To give you an idea of the essence of my Mom: I would come to her with normal daughter-type problems, venting about such and such or so and so who frustrated me that day. Invariably her reply was, "Val. When are you gonna learn to tell them to FU*K off?"

The woman loved trivial pursuit. I mean loved it. Not only did she clean house on the normal old trivia questions, but the woman knew her sports--I mean she knew miniscule little facts that most guys couldn't scare up. And so, she was unbeatable at Trivial Pursuit.

When I was young--I'd say younger than ten, Mom taught me the phrase, "Male Dominant Stupid Gene." She taught the phrase so well that I used it confidently. I'm almost positive that my Dad's family was convinced I was going to grow to become a Femi-nazi.

Mom worked at Maytag Refrigeration for many years. When the plant closed she worked a job that required her to travel from one side of the plant to the other very frequently. To ease the strain of all that cement-pounding, she used a tricycle. No, I'm serious--a tricycle. It was a grown-up's tricycle, but a tricycle nonetheless.

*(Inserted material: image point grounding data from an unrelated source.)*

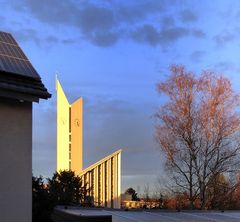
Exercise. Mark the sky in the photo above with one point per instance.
(113, 53)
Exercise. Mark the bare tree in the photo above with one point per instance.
(198, 129)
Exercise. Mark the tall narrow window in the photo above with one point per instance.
(70, 119)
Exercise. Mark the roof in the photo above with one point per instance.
(18, 78)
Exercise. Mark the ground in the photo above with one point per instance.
(162, 216)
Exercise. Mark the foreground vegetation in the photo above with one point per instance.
(64, 188)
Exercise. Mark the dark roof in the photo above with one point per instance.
(18, 78)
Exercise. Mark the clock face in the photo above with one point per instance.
(63, 121)
(77, 122)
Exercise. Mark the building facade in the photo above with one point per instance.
(20, 86)
(103, 179)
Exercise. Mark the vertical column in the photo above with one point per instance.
(119, 180)
(76, 135)
(62, 129)
(95, 188)
(109, 183)
(102, 185)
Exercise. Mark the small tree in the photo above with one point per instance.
(133, 193)
(66, 188)
(41, 203)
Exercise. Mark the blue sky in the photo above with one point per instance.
(112, 53)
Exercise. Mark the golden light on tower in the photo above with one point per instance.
(104, 176)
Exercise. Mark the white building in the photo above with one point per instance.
(103, 177)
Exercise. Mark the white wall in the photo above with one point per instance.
(15, 161)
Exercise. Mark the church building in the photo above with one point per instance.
(103, 177)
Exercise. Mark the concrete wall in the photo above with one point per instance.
(62, 129)
(15, 161)
(76, 135)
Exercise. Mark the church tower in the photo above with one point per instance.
(69, 132)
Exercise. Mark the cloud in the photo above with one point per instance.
(198, 33)
(188, 16)
(197, 55)
(150, 35)
(225, 66)
(105, 23)
(224, 38)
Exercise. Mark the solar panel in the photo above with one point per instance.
(12, 58)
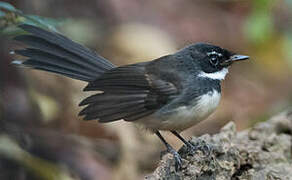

So this no-nonsense woman who I'm sure would still love for me to learn to tell people to "Fu*K off," was also so nurturing, that probably 20 people other than me called her, "Mom." Folks at work, friends of mine, lots and lots of people claimed her as a person who nurtured them, cared for them, looked out for them. That makes me proud.

But despite that, I'm the only one who can truly say now and forever, "That's MY MOM."